The Spokane County Fair and Expo Center is in the final preparations stages for this year’s Spokane County Interstate Fair.
But, down the road, the fairgrounds – located just inside Spokane Valley’s borders at Broadway Avenue and Havana Street – could offer so much more.
That was the word Tuesday from Lee Cameron, Spokane Valley representative on the Fair Advisory Board, and Rich Hartzell, fair director, who suggested that Spokane County commissioners consider authorizing $55,000 to pay for a study that would break down the long-term potential of the Fair and Expo Center, and its future needs for space, parking and additional facilities.
The county paid $25,000 for a similar analysis in 2009. However, that study was done by volunteers, whereas a new, professional study would augment that plan with more specific data, Cameron said.
“We should be thinking of a 50-year plan,” he said.
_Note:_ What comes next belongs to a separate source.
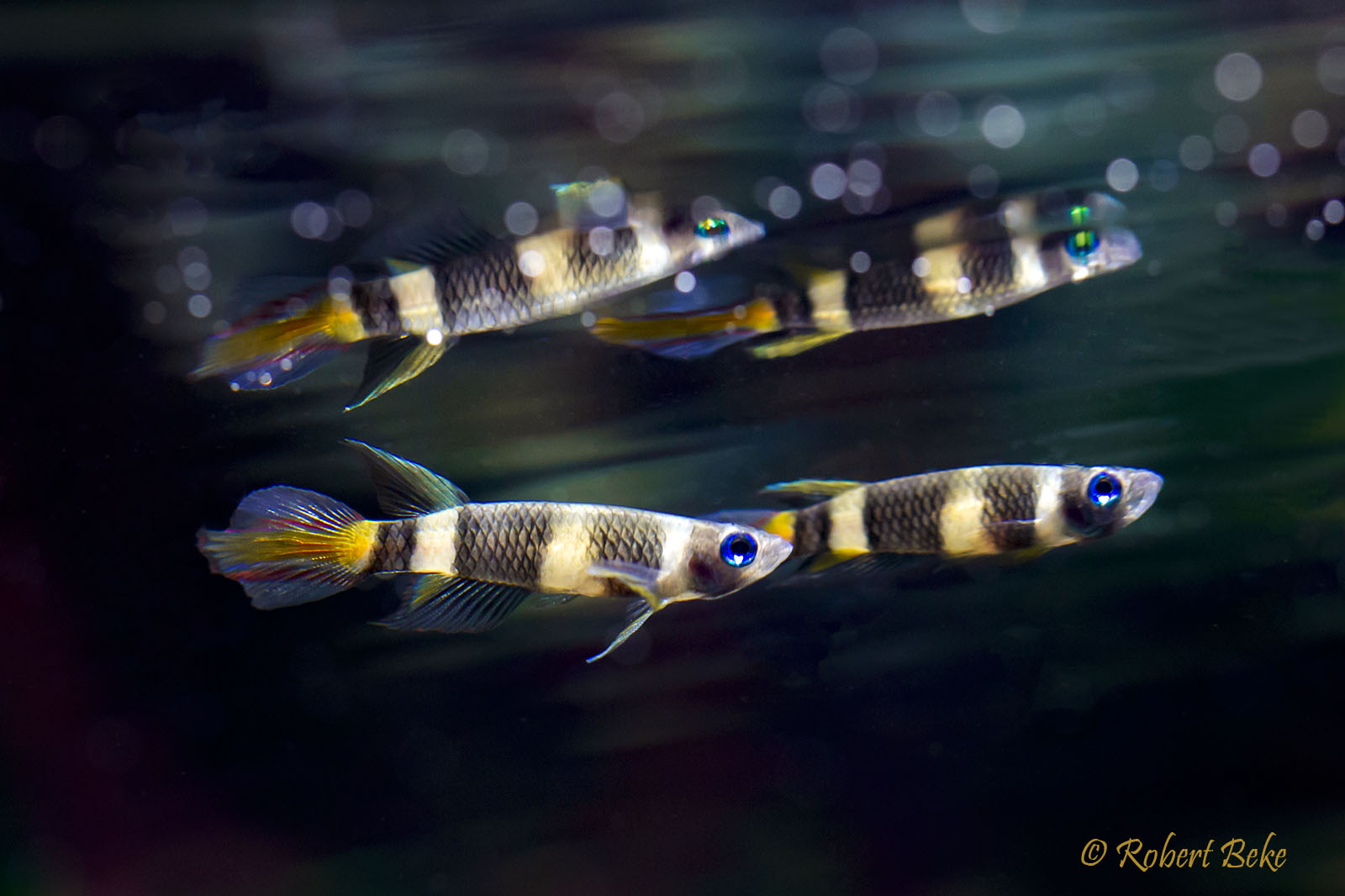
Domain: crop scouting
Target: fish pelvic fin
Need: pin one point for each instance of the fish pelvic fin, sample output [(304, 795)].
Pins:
[(690, 334), (396, 361), (794, 345), (282, 342), (289, 546)]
Cameron said that fairgrounds is often busy with events other than the annual fair, this year set for Sept. 7-16, such as last weekend’s vintage auto auction. Many times, it’s impossible to book two events at once due to the proximity of the exhibit halls to one another. However, there is room to expand beyond the fairgrounds’ existing boundaries as some neighboring real estate is potentially available.
“The area is somewhat underdeveloped,” Cameron said.
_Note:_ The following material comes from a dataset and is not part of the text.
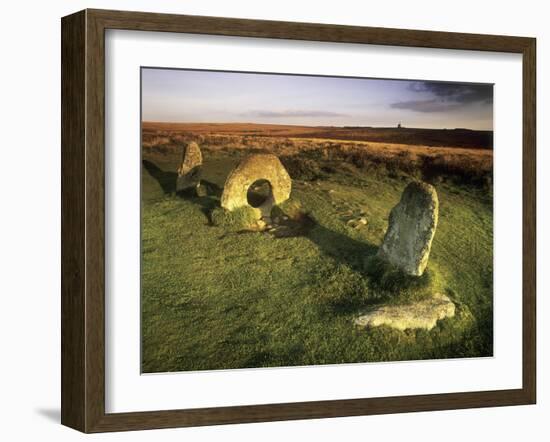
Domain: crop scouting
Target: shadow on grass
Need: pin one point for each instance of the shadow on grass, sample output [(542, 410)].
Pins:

Adjacent property is owned by Spokane Transit Authority to the south, which is often used for parking. There is also land owned by the city of Spokane to the east, which includes a drainage pond, and the Aztech Electrical building directly to the east on Broadway and north of the Spokane land.
The Aztech building, 5204 E. Broadway, might make a good headquarters for the fair administration offices and the county parks staff that would be easily accessible even when the fairgrounds are busy, Cameron said.
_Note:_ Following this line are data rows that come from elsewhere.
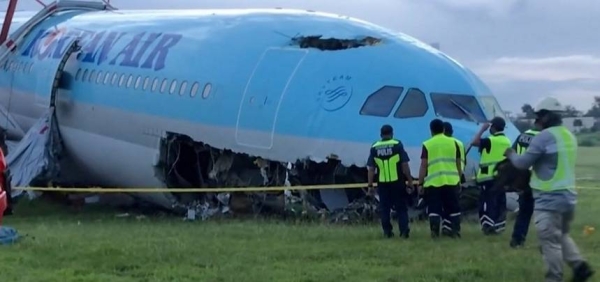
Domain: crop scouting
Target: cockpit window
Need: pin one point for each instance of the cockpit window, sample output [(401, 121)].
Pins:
[(414, 104), (491, 107), (456, 106), (382, 101)]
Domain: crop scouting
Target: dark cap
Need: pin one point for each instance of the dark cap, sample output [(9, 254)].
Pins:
[(448, 128), (387, 129), (498, 123)]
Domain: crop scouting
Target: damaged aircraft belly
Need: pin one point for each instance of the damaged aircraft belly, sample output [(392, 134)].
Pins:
[(109, 157), (134, 155)]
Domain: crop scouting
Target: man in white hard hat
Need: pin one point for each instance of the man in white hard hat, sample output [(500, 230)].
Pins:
[(552, 155)]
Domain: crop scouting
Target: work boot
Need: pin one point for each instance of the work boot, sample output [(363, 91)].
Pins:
[(582, 272), (514, 243), (446, 232), (404, 235)]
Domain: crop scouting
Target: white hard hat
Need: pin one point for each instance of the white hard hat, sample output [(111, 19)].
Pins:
[(549, 104)]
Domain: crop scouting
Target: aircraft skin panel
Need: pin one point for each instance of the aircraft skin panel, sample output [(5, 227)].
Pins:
[(264, 92), (220, 50)]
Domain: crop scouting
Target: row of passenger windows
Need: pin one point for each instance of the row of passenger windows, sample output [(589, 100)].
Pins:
[(16, 66), (147, 83), (454, 106)]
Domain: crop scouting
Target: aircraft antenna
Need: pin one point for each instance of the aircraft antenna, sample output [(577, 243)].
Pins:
[(284, 35)]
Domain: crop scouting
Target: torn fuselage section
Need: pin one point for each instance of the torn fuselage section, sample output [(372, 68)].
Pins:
[(333, 44), (186, 163)]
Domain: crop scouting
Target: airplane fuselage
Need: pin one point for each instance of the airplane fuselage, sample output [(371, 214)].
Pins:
[(232, 79)]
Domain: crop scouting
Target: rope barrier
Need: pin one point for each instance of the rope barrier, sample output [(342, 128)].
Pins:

“You’d have access in and out no matter what,” he said.
Commissioner Mark Richard said updating the plan is worth considering, but some more thought needed to be put into where the funding will come from. One possible source is the fair’s enterprise fund.
“I think you make a compelling case,” he said. “How we fund it is the thing.”
Hartzell said expanding the fair’s space will be necessary to accommodate large numbers of recreational vehicles for extended stays at certain shows. One request came with a request for room for 500 RVs, he said, while another came hoping for room for 2,500.
“That would be challenge for us,” he said.
Richard said it would be worth asking some more questions about the availability of the adjacent properties, including the long-term plans for Central Pre-Mix. He said he could envision a sprawling complex with indoor and outdoor venues much like the county-owned facility in the Tri Cities.
“It’s a showcase for the region,” Richard said.
Hartzell and Cameron said they would gather more information and report back to the commissioners.